反射的に自分が裸であることを思い出し、咄嗟にシーツを自分の身体に巻いた。
「……寝ているのかしら?」
その人は腕を組んだまま、下を向いている。
耳を澄ませば、クークーと寝息を立てているのが聞こえた。
「すぅ、すぅ……フィオレ……絶対に僕が護るから……」
「この方は誰なのかしら……」
見た感じでは20代前半ぐらいだろうか。いや、エルフだからもっと上かもしれない。ビックリするほど整った顔つきをしている。
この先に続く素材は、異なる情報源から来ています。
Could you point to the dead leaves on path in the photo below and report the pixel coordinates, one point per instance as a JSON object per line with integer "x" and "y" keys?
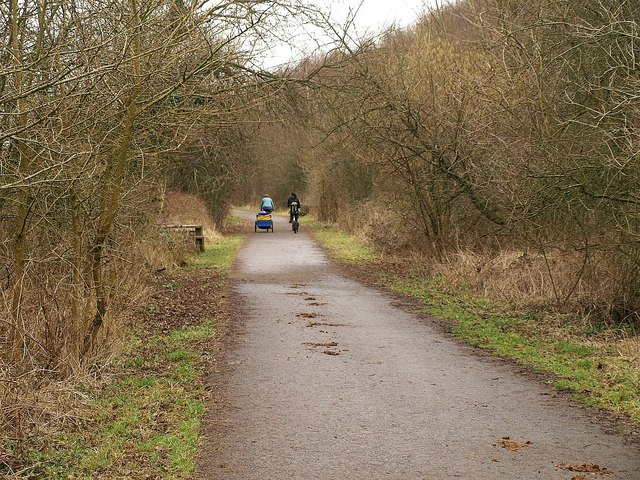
{"x": 584, "y": 468}
{"x": 591, "y": 468}
{"x": 326, "y": 345}
{"x": 511, "y": 445}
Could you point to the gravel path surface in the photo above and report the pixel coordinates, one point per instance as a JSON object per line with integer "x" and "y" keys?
{"x": 324, "y": 378}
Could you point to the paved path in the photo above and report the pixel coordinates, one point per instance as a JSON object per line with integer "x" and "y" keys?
{"x": 324, "y": 378}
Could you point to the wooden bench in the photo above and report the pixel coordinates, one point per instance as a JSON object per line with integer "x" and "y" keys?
{"x": 196, "y": 231}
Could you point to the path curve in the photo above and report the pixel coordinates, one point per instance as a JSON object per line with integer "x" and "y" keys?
{"x": 324, "y": 378}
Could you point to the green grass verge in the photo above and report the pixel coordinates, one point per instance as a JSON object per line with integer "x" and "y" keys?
{"x": 341, "y": 246}
{"x": 145, "y": 420}
{"x": 593, "y": 372}
{"x": 219, "y": 255}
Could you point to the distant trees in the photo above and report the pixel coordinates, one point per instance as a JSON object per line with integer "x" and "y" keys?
{"x": 103, "y": 104}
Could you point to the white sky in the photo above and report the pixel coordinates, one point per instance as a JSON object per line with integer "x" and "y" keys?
{"x": 370, "y": 17}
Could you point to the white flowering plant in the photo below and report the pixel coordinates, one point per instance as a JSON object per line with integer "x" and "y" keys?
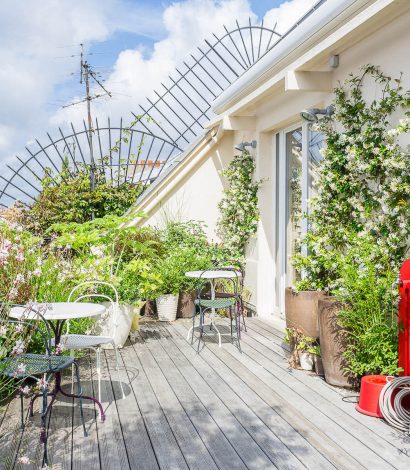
{"x": 239, "y": 212}
{"x": 364, "y": 183}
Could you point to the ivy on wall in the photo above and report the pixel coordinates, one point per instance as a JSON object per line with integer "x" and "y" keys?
{"x": 239, "y": 212}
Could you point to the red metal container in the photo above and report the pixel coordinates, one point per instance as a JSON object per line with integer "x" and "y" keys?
{"x": 371, "y": 386}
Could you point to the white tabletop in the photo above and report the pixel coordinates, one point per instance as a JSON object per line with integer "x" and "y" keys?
{"x": 213, "y": 274}
{"x": 61, "y": 311}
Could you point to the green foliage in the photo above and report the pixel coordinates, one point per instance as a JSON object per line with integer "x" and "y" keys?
{"x": 364, "y": 186}
{"x": 67, "y": 196}
{"x": 239, "y": 207}
{"x": 369, "y": 315}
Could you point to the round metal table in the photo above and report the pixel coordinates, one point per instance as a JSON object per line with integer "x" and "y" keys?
{"x": 56, "y": 315}
{"x": 211, "y": 275}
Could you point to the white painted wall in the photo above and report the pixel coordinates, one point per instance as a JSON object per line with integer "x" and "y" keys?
{"x": 197, "y": 196}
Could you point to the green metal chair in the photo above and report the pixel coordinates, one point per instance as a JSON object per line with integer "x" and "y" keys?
{"x": 22, "y": 366}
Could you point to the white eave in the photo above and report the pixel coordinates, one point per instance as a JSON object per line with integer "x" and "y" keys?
{"x": 320, "y": 32}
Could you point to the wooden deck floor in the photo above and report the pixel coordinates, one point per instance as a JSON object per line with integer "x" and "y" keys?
{"x": 220, "y": 409}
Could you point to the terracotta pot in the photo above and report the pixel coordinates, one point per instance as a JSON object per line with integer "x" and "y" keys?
{"x": 150, "y": 309}
{"x": 185, "y": 304}
{"x": 319, "y": 366}
{"x": 333, "y": 340}
{"x": 302, "y": 311}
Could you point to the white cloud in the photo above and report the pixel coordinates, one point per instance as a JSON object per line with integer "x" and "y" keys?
{"x": 30, "y": 32}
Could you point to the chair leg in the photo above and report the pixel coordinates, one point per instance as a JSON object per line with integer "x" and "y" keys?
{"x": 201, "y": 321}
{"x": 193, "y": 326}
{"x": 98, "y": 354}
{"x": 235, "y": 309}
{"x": 72, "y": 371}
{"x": 80, "y": 393}
{"x": 22, "y": 411}
{"x": 43, "y": 430}
{"x": 117, "y": 366}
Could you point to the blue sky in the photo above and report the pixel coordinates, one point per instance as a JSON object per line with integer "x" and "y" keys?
{"x": 136, "y": 43}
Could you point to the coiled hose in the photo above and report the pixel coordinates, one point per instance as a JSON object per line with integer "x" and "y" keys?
{"x": 393, "y": 410}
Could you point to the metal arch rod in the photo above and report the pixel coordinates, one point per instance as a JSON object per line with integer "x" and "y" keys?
{"x": 25, "y": 164}
{"x": 17, "y": 173}
{"x": 260, "y": 39}
{"x": 243, "y": 43}
{"x": 47, "y": 155}
{"x": 271, "y": 36}
{"x": 211, "y": 48}
{"x": 190, "y": 69}
{"x": 182, "y": 106}
{"x": 78, "y": 143}
{"x": 120, "y": 142}
{"x": 206, "y": 71}
{"x": 228, "y": 51}
{"x": 129, "y": 156}
{"x": 40, "y": 165}
{"x": 162, "y": 114}
{"x": 205, "y": 56}
{"x": 156, "y": 123}
{"x": 110, "y": 144}
{"x": 68, "y": 148}
{"x": 250, "y": 32}
{"x": 236, "y": 47}
{"x": 14, "y": 186}
{"x": 137, "y": 160}
{"x": 153, "y": 166}
{"x": 187, "y": 126}
{"x": 187, "y": 95}
{"x": 58, "y": 153}
{"x": 146, "y": 158}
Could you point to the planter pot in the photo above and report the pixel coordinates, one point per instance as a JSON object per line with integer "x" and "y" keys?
{"x": 306, "y": 361}
{"x": 333, "y": 340}
{"x": 167, "y": 307}
{"x": 318, "y": 365}
{"x": 302, "y": 311}
{"x": 186, "y": 304}
{"x": 150, "y": 309}
{"x": 105, "y": 324}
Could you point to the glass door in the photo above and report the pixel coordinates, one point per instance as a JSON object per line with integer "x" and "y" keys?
{"x": 294, "y": 209}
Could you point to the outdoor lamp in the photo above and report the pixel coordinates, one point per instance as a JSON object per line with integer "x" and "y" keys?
{"x": 241, "y": 147}
{"x": 311, "y": 114}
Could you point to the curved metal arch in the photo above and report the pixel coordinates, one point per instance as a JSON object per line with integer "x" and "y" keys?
{"x": 180, "y": 111}
{"x": 132, "y": 155}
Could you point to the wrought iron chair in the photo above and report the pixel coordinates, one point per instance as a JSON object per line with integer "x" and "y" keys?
{"x": 94, "y": 342}
{"x": 23, "y": 366}
{"x": 235, "y": 266}
{"x": 206, "y": 301}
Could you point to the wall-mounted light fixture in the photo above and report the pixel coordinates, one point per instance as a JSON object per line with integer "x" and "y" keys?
{"x": 311, "y": 114}
{"x": 241, "y": 147}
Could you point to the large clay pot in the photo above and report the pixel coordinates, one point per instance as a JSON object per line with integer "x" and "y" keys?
{"x": 186, "y": 305}
{"x": 333, "y": 340}
{"x": 302, "y": 311}
{"x": 150, "y": 309}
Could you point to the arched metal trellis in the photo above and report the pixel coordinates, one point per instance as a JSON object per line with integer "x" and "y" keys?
{"x": 166, "y": 124}
{"x": 179, "y": 111}
{"x": 124, "y": 154}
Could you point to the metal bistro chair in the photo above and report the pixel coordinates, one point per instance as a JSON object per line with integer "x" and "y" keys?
{"x": 94, "y": 342}
{"x": 234, "y": 265}
{"x": 25, "y": 366}
{"x": 205, "y": 302}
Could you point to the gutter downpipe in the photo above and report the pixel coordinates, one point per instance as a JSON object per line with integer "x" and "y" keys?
{"x": 291, "y": 40}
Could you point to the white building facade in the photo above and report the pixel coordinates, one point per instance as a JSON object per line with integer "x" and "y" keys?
{"x": 264, "y": 104}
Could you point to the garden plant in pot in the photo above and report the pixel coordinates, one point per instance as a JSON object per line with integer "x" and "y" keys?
{"x": 358, "y": 227}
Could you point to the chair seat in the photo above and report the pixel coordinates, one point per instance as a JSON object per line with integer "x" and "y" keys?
{"x": 84, "y": 341}
{"x": 25, "y": 365}
{"x": 216, "y": 303}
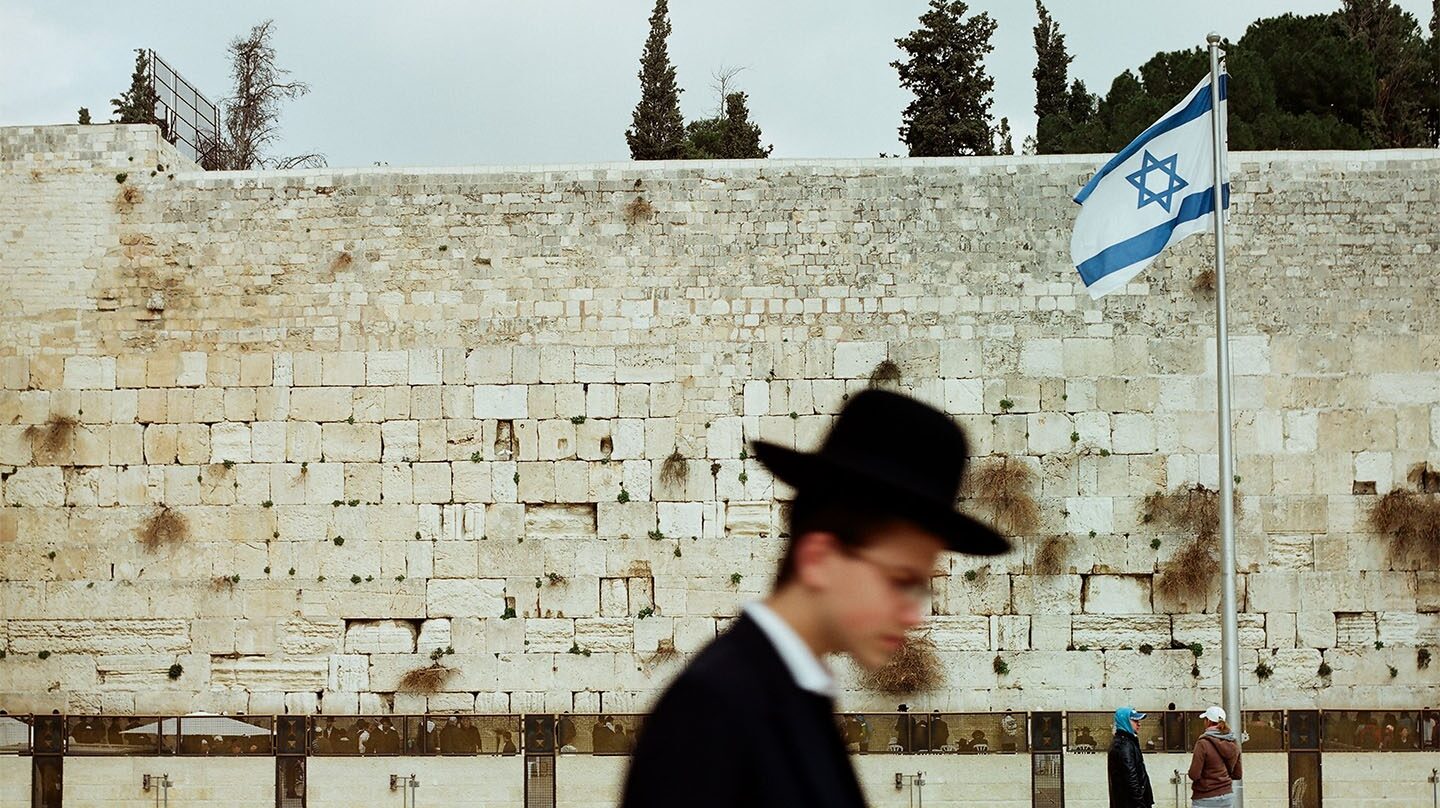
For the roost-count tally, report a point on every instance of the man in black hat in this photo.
(750, 720)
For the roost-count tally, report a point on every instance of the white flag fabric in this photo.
(1154, 193)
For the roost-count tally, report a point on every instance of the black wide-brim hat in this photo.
(894, 455)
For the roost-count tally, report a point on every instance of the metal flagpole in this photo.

金色の髪は短めで、少しボサついている。目元にはクマが出来ていて、あまり健康的ではない印象だ。
服装はとてもラフな格好をしていて、ズボンにヨレヨレのシャツを一枚しか着ていない。
まるで寝る前のような格好だった。
「この人もジェルモさんと同じ、お城の兵士なのかな……勝手に部屋から出て行っても、大丈夫かしら」
相当疲れているようだし、起こしてしまうのはなんだか忍びない。
シーツを体に巻いたまま、私は部屋の中をそっと歩く。そして物音を立てないよう、そっと隣りを通り過ぎて、扉のドアノブに手を伸ばした。
「――どこへ行くつもりだ」
「ひゃあぅ!?」
背後から掛けられた声に驚いて、思わず変な悲鳴が出てしまった。
振り返れば先程まで眠っていたはずの彼が、こちらをじっと見つめていた。